E poi ci sono alcuni politici progressisti fuori dal coro, “Che hanno il coraggio di dire la loro anche se il partito non è d’accordo. Penso ad esempio a Paola Concia (Pd, sposata con una donna), che nello scorso aprile sollevò varie e argomentate obiezioni, chiedendo di modificare il testo della legge. O Valeria Fedeli (Pd), che nello scorso maggio sollevò perplessità analoghe, pure lei convinta che le modifiche avrebbero potuto migliorare la legge”. Il sociologo chiude tornando sul riferimento all’identità di genere e al caso emblematico di Fassina: “In una conversazione con Il Foglio, giusto il giorno prima dell’affossamento del ddl Zan, Fassina non solo osserva che l’articolo 4 (sui limiti alla libertà di espressione) andrebbe eliminato per il “suo portato di arbitrio giurisdizionale”, ma afferma che “sarebbe gravissimo per il nostro stato di diritto non intervenire sull’articolo 1 (quello che definisce l’identità di genere come scelta soggettiva). “Quell’articolo introduce norme che si configurano come visione antropologica legittima ma di parte.
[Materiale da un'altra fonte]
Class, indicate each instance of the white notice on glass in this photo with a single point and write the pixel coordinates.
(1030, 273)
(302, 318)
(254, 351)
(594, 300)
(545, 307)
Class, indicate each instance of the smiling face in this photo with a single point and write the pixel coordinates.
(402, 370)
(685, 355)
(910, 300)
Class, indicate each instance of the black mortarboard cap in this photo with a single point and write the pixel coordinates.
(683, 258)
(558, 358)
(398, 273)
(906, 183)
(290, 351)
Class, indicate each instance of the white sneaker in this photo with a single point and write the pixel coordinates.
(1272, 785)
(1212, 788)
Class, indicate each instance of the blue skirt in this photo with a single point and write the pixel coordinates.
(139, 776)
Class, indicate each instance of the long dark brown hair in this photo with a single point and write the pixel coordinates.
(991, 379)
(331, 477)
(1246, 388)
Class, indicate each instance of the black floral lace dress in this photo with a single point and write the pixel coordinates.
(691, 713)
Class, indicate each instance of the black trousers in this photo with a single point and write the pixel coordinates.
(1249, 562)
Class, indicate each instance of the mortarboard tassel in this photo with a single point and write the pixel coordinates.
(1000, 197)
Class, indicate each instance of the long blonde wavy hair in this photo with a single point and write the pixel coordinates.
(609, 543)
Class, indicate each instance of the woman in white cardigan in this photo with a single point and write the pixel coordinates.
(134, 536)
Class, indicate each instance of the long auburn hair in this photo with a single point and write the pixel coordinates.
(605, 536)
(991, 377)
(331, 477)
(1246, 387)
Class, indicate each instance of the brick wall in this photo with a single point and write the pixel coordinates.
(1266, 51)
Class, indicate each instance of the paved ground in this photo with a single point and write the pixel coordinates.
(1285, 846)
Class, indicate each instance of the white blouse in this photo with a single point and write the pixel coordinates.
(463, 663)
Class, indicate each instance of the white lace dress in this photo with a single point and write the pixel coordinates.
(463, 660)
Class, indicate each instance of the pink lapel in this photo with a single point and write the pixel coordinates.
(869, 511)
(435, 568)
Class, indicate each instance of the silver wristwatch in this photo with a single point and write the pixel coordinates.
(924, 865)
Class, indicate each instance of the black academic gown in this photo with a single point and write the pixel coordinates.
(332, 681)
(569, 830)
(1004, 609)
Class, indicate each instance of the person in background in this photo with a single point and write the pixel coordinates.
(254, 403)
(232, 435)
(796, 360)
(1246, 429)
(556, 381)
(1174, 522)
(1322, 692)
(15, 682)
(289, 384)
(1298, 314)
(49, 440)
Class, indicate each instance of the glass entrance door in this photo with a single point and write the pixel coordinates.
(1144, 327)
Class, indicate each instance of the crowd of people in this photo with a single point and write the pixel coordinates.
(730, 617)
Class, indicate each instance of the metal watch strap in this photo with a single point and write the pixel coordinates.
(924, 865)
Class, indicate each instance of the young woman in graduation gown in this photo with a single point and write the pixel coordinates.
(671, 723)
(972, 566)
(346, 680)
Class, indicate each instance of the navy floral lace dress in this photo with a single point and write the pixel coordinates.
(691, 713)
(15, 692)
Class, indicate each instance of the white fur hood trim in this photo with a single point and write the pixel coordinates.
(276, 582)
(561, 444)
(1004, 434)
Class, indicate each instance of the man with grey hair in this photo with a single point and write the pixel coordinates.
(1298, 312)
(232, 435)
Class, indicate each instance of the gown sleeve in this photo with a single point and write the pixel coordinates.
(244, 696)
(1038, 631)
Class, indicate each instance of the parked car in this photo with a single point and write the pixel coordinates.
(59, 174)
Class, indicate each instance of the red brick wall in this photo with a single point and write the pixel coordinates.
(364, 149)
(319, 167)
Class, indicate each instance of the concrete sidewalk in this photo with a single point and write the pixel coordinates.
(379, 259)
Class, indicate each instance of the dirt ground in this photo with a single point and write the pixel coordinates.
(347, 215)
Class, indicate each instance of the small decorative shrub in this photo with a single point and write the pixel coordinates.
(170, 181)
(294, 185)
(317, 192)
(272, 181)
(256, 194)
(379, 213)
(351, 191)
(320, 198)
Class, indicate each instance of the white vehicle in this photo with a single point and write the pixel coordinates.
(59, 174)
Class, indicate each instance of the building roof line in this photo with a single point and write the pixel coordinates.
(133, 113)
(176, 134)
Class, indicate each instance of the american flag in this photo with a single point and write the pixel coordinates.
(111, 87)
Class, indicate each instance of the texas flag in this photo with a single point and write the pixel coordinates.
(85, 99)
Una visione che non è stata esplicitata, condivisa e discussa, e quindi non può stare nel disegno di legge e diventare progetto educativo universale”. Intestardirsi sui punti divisivi che anche nel fronte progressista generano dubbi ha portato a un muro contro muro che ha portato la legge a essere affossata. Forse val la pena riflettere su questo punto, anche in vista dell’arrivo del deputato Zan a Cagliari per un dibattito su diritti civili e ddl.